Malta’s beaches are breathtaking and cater for a wide range of watersports. But be warned. Although there are no tides around the islands, some waters have very strong undercurrents – always check locally before going bathing. Here are the pick:

Mellieha Bay
Malta’s largest and most popular sandy beach. There are no undercurrents here so the bay offers safe bathing and the shallow waters make it ideal for children.

Paradise Bay
Just a short drive from Mellieha Bay but a different vibe. More for the younger crowd with beach parties every weekend.

Pretty Bay
Pretty Bay is a lively seaside town in the south of Malta. The beach lies right in the town centre so there are plenty of shops and restaurants along the coastline.

Gnejna Bay
Close to the town Mgarr (not to be confused with Mgarr on Gozo) is the secluded Gnejna Bay. Used mostly by locals, so if you’re looking to escape the tourist crowds, this is the place to go. Good family-friendly beach – water is shallow enough for toddlers.

Ghajn Tuffieha and Golden Bay
This sandy bay is very popular with windsurfers. It can get busy at times but there’s loads to do.


The best nights out are spent mingling with the locals in Valletta, Mdina or Birgu. The locals know the best places to have a good time so follow them to wherever they go.

If, on the other hand, you are after a younger vibe with current music, then head for Paceville where the bars crowd together along narrow walkways, interspersed with pubs, bars and fast food joints. On summer weekends the party spills out onto the street until 4am. World-class DJs flock to the island during the summer months, with Gianpula, Malta’s largest open-air club, attracting the likes of Cream and Ministry of Sound.


Malta has many of Europe’s usual chain stores from Marks & Spencer in Valletta to the clothes shops of Sliema and the Bay Street Shopping Centre in Paceville but by and large there are no major malls or retail parks on the islands.

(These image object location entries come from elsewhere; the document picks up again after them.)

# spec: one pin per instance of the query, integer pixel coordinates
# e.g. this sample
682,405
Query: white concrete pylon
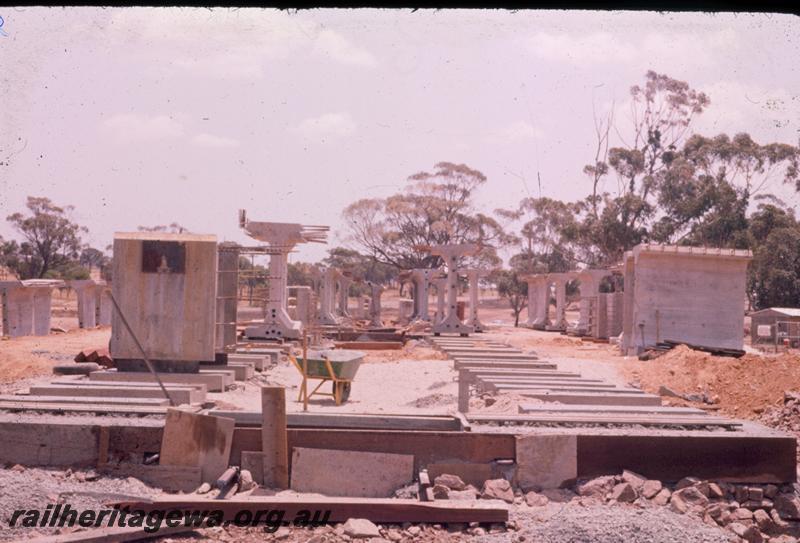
281,237
422,278
474,276
86,292
441,293
327,297
590,289
451,254
26,306
538,301
343,283
375,305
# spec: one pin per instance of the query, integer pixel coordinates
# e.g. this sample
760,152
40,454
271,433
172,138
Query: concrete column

The narrow streets of Valletta, Mdina/Rabat and Victoria have a wealth of smaller shops hidden away around every corner.  Markets are also very popular and the chief markets in Valletta are the open market on Merchant Street and the huge Sunday market at St James Ditch.

Most markets sell everything from fresh fruits and vegetables to collectibles, even animals.  Markets take place in the mornings and the stallholders will have packed away by noon.

There are also two crafts centres – Ta’ Qali in Malta is situated near Mdina and on Gozo you will find the craft centre at Ta’ Dbiegi, San Lawrenz.


A SHORT hop from Malta’s main island are two others – Gozo and Comino, both popular as either holiday bases in their own right or as must-do day trips by boat.

They might be a short distance away from the “mainland” of Malta but they are culturally independent and have their own unique history.

All roads in Gozo lead to Victoria, also known as Rabat, which is where the fortified citadel sits high above the town. Victoria manages to combine the bustle of its market and shops with a relaxed and sociable atmosphere. It is a great place to watch the Islanders go about their day, especially when the main market square, It-Tokk, comes to life. The island is home to the Maltese islands’ best-preserved prehistoric temples, called Ggantija (Maltese for “giant”) because of their enormous size.

Between Malta and Gozo lies the car-free island of Comino, a paradise for snorkellers, divers, windsurfers and walkers. The island’s main attraction is the Blue Lagoon, a sheltered inlet surrounded by beaches of white sand and a popular day trip by cruise tour or sailboat.